Still need some inspiration? Check out some examples of mini art quilts I’ve made this year.
For this project, you’ll need:
• An old frame, preferably 8”x10” or smaller (don’t need the glass) and paint, if desired
• Scrap fabric, paper and odds & ends like buttons, tokens, rick rack, a few colors of thread
• Thin batting (or dryer lint)
• A sewing machine & pins
• Scissors, pen & a bit of masking tape
Step 1: Find an old frame & use it cut out your base fabric
*TIP* If your frame has glass, save it so you can use it as an inking plate for linocuts. Check out one of my other instructables, how anyone can make a linocut here.
Take your frame apart. There should be a cardboard insert & backing board (usually this is thicker cardboard that slides in or is held in with bendable metal tabs). Use the outside edge of the frame as a pattern for your base fabric. Trace around it on the back of your face fabric and cut out 2 pieces. These will be the front and back pieces of your quilt.
Use the inner cardboard insert to trace and cut out your batting. Use thin batting; it will be enough to give your finished piece texture when you do the top-stitch and will help it to fit into the frame.
If you don’t have large pieces of fabric to work with, you can sew multiple pieces together to create a bigger one. Remember that only the front piece needs to be the color you want to work with as the background of your ‘canvas’. No one will see the back piece since it will be in the frame.
These pieces will be larger than the space that will be visible in the frame, but we’ll trim it down later. This helps ensure that the unfinished edges don’t fall out of the frame without the glass to hold it in.
*TIP* If you don’t have any scrap fabric, consider using old/damaged pieces of clothing unsuitable for donating or old sheets.

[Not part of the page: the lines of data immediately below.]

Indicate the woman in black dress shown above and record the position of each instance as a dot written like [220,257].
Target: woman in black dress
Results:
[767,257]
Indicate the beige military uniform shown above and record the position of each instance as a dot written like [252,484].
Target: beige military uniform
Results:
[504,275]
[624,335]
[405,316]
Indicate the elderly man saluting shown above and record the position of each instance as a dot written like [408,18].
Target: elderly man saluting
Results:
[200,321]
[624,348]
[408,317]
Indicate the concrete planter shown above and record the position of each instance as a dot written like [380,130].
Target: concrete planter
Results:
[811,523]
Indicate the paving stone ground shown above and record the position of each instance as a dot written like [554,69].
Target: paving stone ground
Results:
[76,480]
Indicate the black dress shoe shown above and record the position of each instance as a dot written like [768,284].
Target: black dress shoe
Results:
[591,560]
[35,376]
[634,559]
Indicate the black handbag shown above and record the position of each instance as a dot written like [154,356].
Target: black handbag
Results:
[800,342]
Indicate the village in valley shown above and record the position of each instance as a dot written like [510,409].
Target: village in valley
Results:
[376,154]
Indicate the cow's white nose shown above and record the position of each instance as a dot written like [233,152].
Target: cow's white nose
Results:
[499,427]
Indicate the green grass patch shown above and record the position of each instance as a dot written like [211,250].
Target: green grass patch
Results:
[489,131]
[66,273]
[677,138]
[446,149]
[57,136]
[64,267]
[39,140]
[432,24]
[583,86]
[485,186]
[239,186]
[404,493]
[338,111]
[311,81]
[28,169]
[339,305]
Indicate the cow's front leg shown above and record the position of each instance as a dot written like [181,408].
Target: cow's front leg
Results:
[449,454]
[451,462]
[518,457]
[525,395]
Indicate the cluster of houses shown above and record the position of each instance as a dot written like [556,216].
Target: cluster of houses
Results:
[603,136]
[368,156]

You can paint or stamp directly on to your fabric first (or dye it if it’s a natural fabric; look up recipes for vegetable dyes for some non-toxic options). Here’s a mini cityscape quilt I made by painting on to sheet fabric, then sewing on top of the painted fabric.
If you don’t have and don’t want to buy some batting, you might want to try using dryer lint. There are some how-tos on the interwebs for this one, but it is highly flammable, so be careful.